20. General 20.1. Nothing in this Agreement is intended to confer on a person any right to enforce any term of this Agreement which that person would not have had but for the Contract (Rights of Third Parties) Act 1999. 20.2. You are not entitled to transfer or assign this Agreement without Zenstores’s prior written consent. Zenstores may assign, sub-contract or sub-let this Agreement or any part thereof. 20.3. All disputes between the parties arising out of or relating to this Agreement or the breach, termination or validity thereof shall be referred by either party in writing, first to each party’s representative. The representatives shall meet and attempt to resolve the dispute within a period of thirty (30) working days from the date of referral of the dispute to them. 20.4. All notices in relation to this Agreement must be in English, in writing, addressed to the other party and sent to your address set out on your Order Form or to firstname.lastname@example.org (as applicable) or such other address as either party has notified the other in accordance with this clause. All notices shall be deemed to have been given on receipt as verified by written or automated receipt or electronic log (as applicable). All other notices must be in English, in writing, addressed to the other party's primary contract and sent to their then current portal address or email address. 20.5. Subject to clause 15.1, this Agreement and any Order Form sets out all terms agreed between the parties and supersedes and extinguishes all previous agreements, representations, misrepresentations, arrangements and understandings between the parties, whether written or oral, relating to its subject matter. 20.6. Each party acknowledges that, in entering into this Agreement it has not relied on, and shall have no right or remedy in respect of, any statement, misrepresentation, representation or warranty (whether made negligently or innocently) and whether made by either party, orally or in writing, prior to the execution of this Agreement and not expressly set out in this Agreement or any Order Form.
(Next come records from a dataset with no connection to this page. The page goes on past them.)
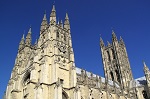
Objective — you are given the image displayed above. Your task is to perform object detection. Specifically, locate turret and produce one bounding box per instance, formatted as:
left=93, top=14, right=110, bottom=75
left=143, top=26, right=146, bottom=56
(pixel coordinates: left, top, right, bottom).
left=25, top=27, right=31, bottom=46
left=64, top=13, right=70, bottom=31
left=50, top=5, right=56, bottom=25
left=18, top=34, right=24, bottom=51
left=40, top=12, right=48, bottom=34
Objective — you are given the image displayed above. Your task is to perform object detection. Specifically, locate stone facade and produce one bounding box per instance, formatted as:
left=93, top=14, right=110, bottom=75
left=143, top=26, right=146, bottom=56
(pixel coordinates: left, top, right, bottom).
left=4, top=6, right=150, bottom=99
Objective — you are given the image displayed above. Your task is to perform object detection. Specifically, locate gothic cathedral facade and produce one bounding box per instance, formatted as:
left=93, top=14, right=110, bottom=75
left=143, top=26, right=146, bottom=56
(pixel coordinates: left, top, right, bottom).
left=5, top=5, right=150, bottom=99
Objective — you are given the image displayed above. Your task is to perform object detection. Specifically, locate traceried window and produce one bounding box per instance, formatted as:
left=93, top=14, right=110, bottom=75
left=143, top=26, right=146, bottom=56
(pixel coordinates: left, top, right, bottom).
left=115, top=70, right=121, bottom=83
left=110, top=71, right=114, bottom=81
left=62, top=92, right=68, bottom=99
left=56, top=31, right=59, bottom=38
left=107, top=51, right=110, bottom=62
left=23, top=73, right=30, bottom=99
left=111, top=49, right=116, bottom=59
left=142, top=90, right=148, bottom=99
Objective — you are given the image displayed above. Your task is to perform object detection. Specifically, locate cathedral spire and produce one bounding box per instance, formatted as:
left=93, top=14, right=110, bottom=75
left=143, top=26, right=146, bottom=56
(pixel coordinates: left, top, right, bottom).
left=50, top=5, right=56, bottom=25
left=64, top=13, right=70, bottom=30
left=25, top=27, right=31, bottom=46
left=40, top=11, right=48, bottom=34
left=19, top=34, right=24, bottom=50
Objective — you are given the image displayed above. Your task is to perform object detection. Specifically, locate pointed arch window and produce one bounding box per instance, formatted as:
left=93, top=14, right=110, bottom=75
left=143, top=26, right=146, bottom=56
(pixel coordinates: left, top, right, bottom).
left=23, top=73, right=30, bottom=99
left=56, top=31, right=59, bottom=38
left=110, top=71, right=114, bottom=81
left=62, top=91, right=69, bottom=99
left=142, top=90, right=148, bottom=99
left=107, top=51, right=110, bottom=62
left=111, top=49, right=116, bottom=59
left=115, top=70, right=121, bottom=83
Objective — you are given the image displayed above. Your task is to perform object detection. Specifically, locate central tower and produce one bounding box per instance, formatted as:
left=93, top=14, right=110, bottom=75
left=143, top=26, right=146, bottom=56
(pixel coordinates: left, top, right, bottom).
left=100, top=31, right=133, bottom=88
left=6, top=5, right=77, bottom=99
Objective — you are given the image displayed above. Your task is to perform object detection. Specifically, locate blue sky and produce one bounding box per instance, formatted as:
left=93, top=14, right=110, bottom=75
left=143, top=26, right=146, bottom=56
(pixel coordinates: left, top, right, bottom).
left=0, top=0, right=150, bottom=97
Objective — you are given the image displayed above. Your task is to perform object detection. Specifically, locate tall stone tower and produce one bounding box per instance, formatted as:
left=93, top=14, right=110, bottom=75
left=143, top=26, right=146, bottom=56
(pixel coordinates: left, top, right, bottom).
left=100, top=31, right=133, bottom=89
left=143, top=62, right=150, bottom=99
left=6, top=6, right=76, bottom=99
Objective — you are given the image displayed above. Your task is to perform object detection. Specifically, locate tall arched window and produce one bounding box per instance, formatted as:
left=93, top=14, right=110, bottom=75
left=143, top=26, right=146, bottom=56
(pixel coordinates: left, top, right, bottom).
left=56, top=31, right=59, bottom=38
left=142, top=90, right=148, bottom=99
left=23, top=73, right=30, bottom=99
left=62, top=91, right=68, bottom=99
left=115, top=70, right=121, bottom=83
left=107, top=51, right=110, bottom=62
left=110, top=71, right=114, bottom=81
left=111, top=49, right=116, bottom=59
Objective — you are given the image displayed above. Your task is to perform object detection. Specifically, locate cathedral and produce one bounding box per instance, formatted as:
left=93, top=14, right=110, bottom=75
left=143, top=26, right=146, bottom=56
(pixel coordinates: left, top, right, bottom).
left=4, top=5, right=150, bottom=99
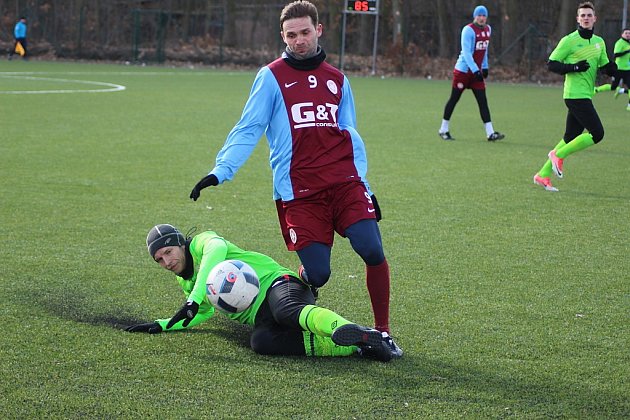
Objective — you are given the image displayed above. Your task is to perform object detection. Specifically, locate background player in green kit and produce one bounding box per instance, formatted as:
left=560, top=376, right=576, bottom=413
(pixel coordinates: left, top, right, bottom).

21. Governing Law 21.1. This Agreement shall be governed by and construed in accordance with the laws of England and each party hereby irrevocably submits to the exclusive jurisdiction of the English Courts. Notwithstanding the foregoing nothing herein shall preclude either party from seeking injunctions from any court of competent jurisdiction in order to protect its intellectual property rights or confidential information.